School districts are issuing guidance on the use of AI, but in many cases teachers will be better served by their own common sense. Benjamin Riley blogs about Chicago’s guidelines.
A few days ago, my friend Jane Rosenzweig, director of the Harvard Writing Center and author of the great Writing Hacks newsletter, pointed me to this “AI Guidebook” created by Chicago Public Schools with help from an organization called AI for Education. As I sit here typing this on August 21st, it’s not entirely clear that CPS has pushed this out yet, but AI for Education has posted it on its website and it looks legitimate, so I’m treating it as such.
Yesterday, as I read this document, my initial irritation rose to genuine outrage. Only one thing to do – take to Twitter! And so I unleashed a mini-tweet storm wherein I took issue with some of the most egregiously misguided statements that CPS and AI for Education are promulgating as a matter of policy.
As I type this, that thread has 69,000 views and counting, and has been shared by people worldwide with huge followings (including the fearless Timnit Gebru, which brought me special satisfaction). As much as anything I’ve ever tweeted can be said to have “gone viral,” this has gone viral. Now look, as I wrote just last week, Twitter is not real life – but between this yesterday and the broad pickup of Cognitive Resonance’s guidebook last week, Education Hazards of Generative AI, it’s clear to me that there’s widespread yearning for a counternarrative to the AI hype that is currently dominating the “education discourse.”
I have mixed feelings about my role in this. When I launched Cognitive Resonance way back in, um, April, my aspiration was to stay in the “pragmatic center” regarding AI – and that’s still true. What’s more, I was not planning to focus my attention exclusively or even primarily on the use of AI in education. But old habits die hard. With a nod to the Hegelian dialect, if the dominant thesis in education right now is that teachers need to integrate AI into their pedagogy because “the future”…I am prepared to be the antithesis.

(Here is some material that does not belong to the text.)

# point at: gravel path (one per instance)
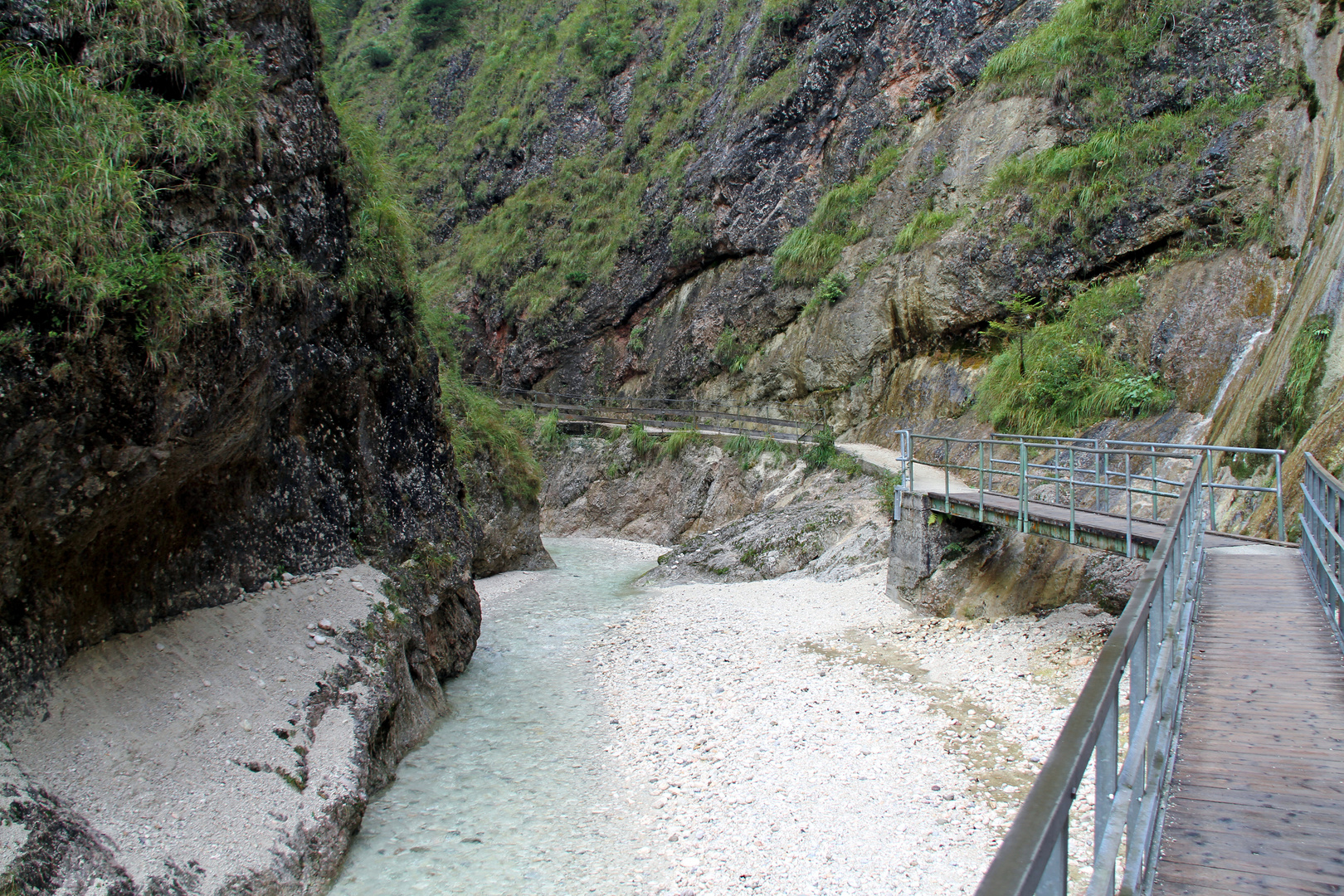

Here’s just one reason why. I concluded my thread on the AI Guidebook with the subtle observation that, “The side-by-side cliches of teaching with or without generative AI…are the purest example I’ve seen yet of the stupidity running rampant in education right now.” I stand by that statement. To the very limited credit of CPS and AI for Education, they at least have the courage of their convictions to state exactly what they hope to see changed in elementary, middle, and high schools as a result of this new technology.